化石燃料に多くを依存している日本はこのままでは、産業の競争力も当然落ち込んでしまい、CO₂の放出量も抑えられません。この点については末尾の金子勝教授と飯田哲也氏の対談をご覧いただけば詳細が掴めるのではないかと思っております。

ただし、今からでも遅くはないのです。日本は蓄電池の研究開発において世界をリードしております。太陽光・風力は出力変動が大きいと云う欠点があります。この欠点をカバーすればベースロード電源の地位を獲得できるのです。

EV(電気自動車)の蓄電池は今のところリチュウムイオン電池が主流です。リチュウムは希少物質でチリなど産地が限定され、すでに中国はじめ各国で争奪戦が始まっております。しかしながらEVにはリチューム電池以外には適切な選択肢はなく、エネルギー密度の向上、安全性の向上、製造コストの低減など開発と量産化を進める必要があります。

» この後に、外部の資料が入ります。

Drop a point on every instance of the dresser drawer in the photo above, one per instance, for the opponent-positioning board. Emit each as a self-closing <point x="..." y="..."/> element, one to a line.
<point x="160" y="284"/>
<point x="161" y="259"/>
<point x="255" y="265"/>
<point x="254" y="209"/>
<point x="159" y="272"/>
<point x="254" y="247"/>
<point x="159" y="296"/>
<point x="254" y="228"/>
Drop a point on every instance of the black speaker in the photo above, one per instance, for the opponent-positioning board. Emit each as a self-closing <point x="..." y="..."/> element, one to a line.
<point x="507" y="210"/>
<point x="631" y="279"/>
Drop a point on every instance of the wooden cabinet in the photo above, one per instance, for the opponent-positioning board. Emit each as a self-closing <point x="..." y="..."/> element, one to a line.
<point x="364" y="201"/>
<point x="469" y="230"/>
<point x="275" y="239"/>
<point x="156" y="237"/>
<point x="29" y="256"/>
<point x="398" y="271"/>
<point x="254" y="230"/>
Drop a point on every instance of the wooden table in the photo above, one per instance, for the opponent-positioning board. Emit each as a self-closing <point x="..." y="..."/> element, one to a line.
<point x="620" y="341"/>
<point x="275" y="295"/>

自然エネルギーの出力変動を如何にして平準化するかがエネルギー革命の肝であることはよく知られていますが、具体的な解決策についてはあまり触れられておりません。以下新型蓄電池の開発・量産化の現状を述べて情報共有を進めたいと考えます。

1.リチューム電池の全固体化の動き

2.ナトリュームイオン電池の開発

3.水素発電

4.超微小電池の開発

この4項目につき概略ですがご説明いたします。大型蓄電装置のついては先の投稿で「レドックスフロー電池」(エネルギー密度が小さいので大型プラント向きです)をとりあげておりますので参照してください。

1.希少材料であるリチュウムを如何にして効率的に活用するか、安全性と量産設備を如何にして向上させ、コストを下げるかが課題となります。この視野から考えると、現在のところ最も有望な選択肢は「全樹脂電池」だと云えます。

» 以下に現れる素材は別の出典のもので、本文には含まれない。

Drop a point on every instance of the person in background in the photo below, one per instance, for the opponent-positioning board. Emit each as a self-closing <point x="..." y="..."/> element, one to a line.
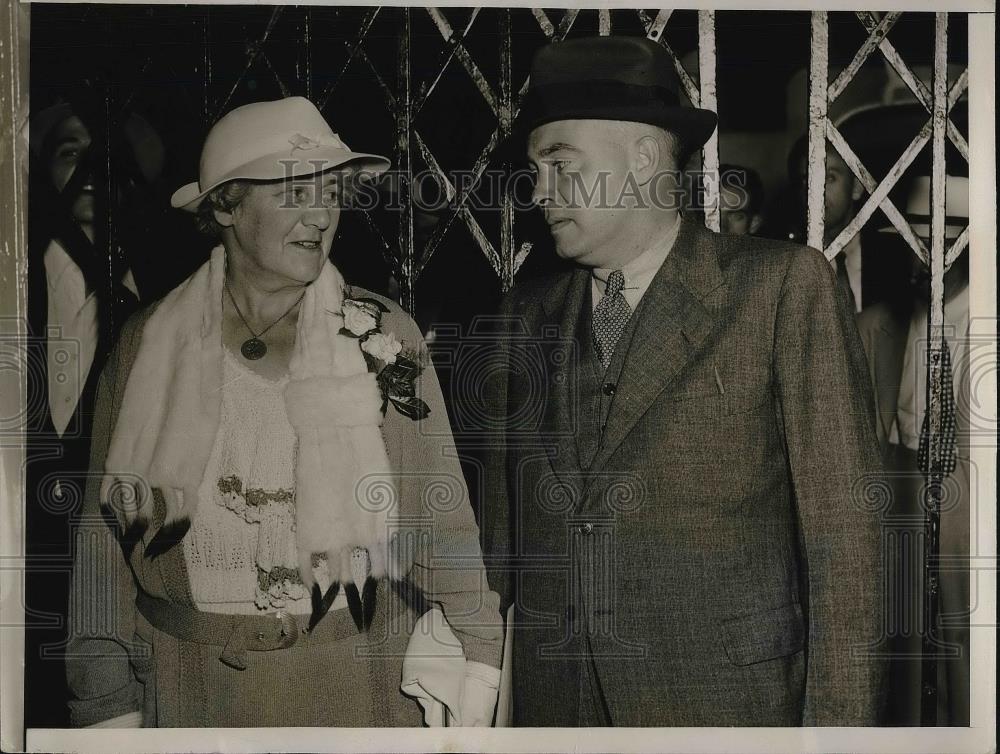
<point x="80" y="291"/>
<point x="896" y="343"/>
<point x="741" y="200"/>
<point x="871" y="267"/>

全樹脂電池は製造工程が従来とは全く異なり、活物質の粉末を電解液に混ぜ込んだペースト状の材料を樹脂フイルムに塗り、そのフイルムをセパレーターと共に積層すると云う構造です。

特徴としては量産設備が大幅に簡素化され、設備投資額が従来の10分の1となること、安全性が高く発火原因となる短略は例えばくぎを打っても生じにくい、希少金属を含む活物質の回収が容易となりリサイクルが可能となるなど数々のメリットがあるのです。これが、量産化に一番近い分野でしょう。

2.ナトリュームイオン電池についてはNAS電池が硫黄を使用したため火災事故を起し安全性に不安がありましたがその後、改良が加えられ安全性は飛躍的に改善されました。リチュウムのような希少金属を使用しないためコスト競争力が圧倒的に有利です。ナトリュームイオン電池はまだ本格量産までは若干距離があります。

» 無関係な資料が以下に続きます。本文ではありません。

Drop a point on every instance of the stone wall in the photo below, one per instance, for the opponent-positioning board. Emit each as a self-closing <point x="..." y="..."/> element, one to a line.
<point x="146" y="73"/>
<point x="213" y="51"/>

3.水素発電は大きく分けて3通りあります。混焼:天然ガスとの混合燃焼方式、専焼:水素だけを使う、分子構造に水素を含むアンモニアなどを使う、この3っです。

コージェネシステムなどすでに実用化され、普及は比較的早く他の蓄電に比べ一時有力視されてはおりましたが、近年CO₂の問題とコスト面で競争力が疑問視されております。遠隔地の自然エネルギーを液体水素として海上輸送する事例を過去の投稿でご紹介したことがありました。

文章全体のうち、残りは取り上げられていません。